# Real-Time Progress Tracking with Kubeflow Trainer

This notebook demonstrates how to monitor training progress in real-time using Kubeflow Trainer v2 on Red Hat OpenShift AI.

**What you will learn:**
- How progress tracking works with RHAI trainers
- How to view real-time training metrics
- How to interpret progress annotations

**Prerequisites:**
- Access to an OpenShift AI cluster with Kubeflow Trainer enabled
- A workbench with Python 3.9+

## 1. Install the Kubeflow SDK

In [None]:
%pip install "kubeflow @ git+https://github.com/opendatahub-io/kubeflow-sdk.git@v0.2.1+rhai0"

In [None]:
# Verify installation
import kubeflow
print(f"Kubeflow SDK version: {kubeflow.__version__}")

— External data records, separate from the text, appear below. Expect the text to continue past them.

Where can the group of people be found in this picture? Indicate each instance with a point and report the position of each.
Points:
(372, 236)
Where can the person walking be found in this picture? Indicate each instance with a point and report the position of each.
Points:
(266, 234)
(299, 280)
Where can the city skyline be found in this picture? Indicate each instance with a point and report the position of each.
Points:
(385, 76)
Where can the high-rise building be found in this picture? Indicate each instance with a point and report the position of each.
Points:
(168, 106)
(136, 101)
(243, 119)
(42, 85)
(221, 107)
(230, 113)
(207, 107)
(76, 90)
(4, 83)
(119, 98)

from kubeflow.trainer import TrainerClient
from kubeflow.trainer.rhai import TransformersTrainer
from kubeflow.common.types import KubernetesBackendConfig

print("SDK imported successfully")

## 2. Configuration

Progress tracking is **enabled by default** when using `TransformersTrainer`. No additional configuration is needed.

In [None]:
# Configuration
NAMESPACE = None  # None = use current namespace from kubeconfig
NUM_NODES = 2
GPUS_PER_NODE = 1

print(f"Configuration:")
print(f"  Nodes: {NUM_NODES}")
print(f"  GPUs per node: {GPUS_PER_NODE}")

## 3. Define the training function

We use a simple training job with multiple epochs to demonstrate progress tracking over time.

In [None]:
def train_func():
    """Training function with multiple epochs for progress demonstration."""
    import os
    import torch
    from transformers import (
        AutoModelForSequenceClassification,
        AutoTokenizer,
        Trainer,
        TrainingArguments,
    )
    from datasets import load_dataset
    
    rank = int(os.environ.get("RANK", 0))
    local_rank = int(os.environ.get("LOCAL_RANK", 0))
    
    print(f"Starting training on rank {rank}")
    
    if torch.cuda.is_available():
        torch.cuda.set_device(local_rank)
    
    # Load a small model for quick demonstration
    model_name = "distilbert-base-uncased"
    model = AutoModelForSequenceClassification.from_pretrained(model_name, num_labels=2)
    tokenizer = AutoTokenizer.from_pretrained(model_name)
    
    # Load a subset of IMDB for demonstration
    dataset = load_dataset("imdb", split="train[:500]")
    
    def tokenize_function(examples):
        return tokenizer(examples["text"], padding="max_length", truncation=True, max_length=128)
    
    tokenized_dataset = dataset.map(tokenize_function, batched=True, remove_columns=["text"])
    
    # Train for 2 epochs to show progress over time
    training_args = TrainingArguments(
        output_dir="/tmp/output",
        num_train_epochs=2,  # Multiple epochs to observe progress
        per_device_train_batch_size=8,
        learning_rate=2e-5,
        logging_steps=5,  # Frequent logging for progress updates
        save_strategy="no",
        report_to="none",
        ddp_find_unused_parameters=False,
    )
    
    trainer = Trainer(model=model, args=training_args, train_dataset=tokenized_dataset)
    trainer.train()
    print(f"Training complete on rank {rank}")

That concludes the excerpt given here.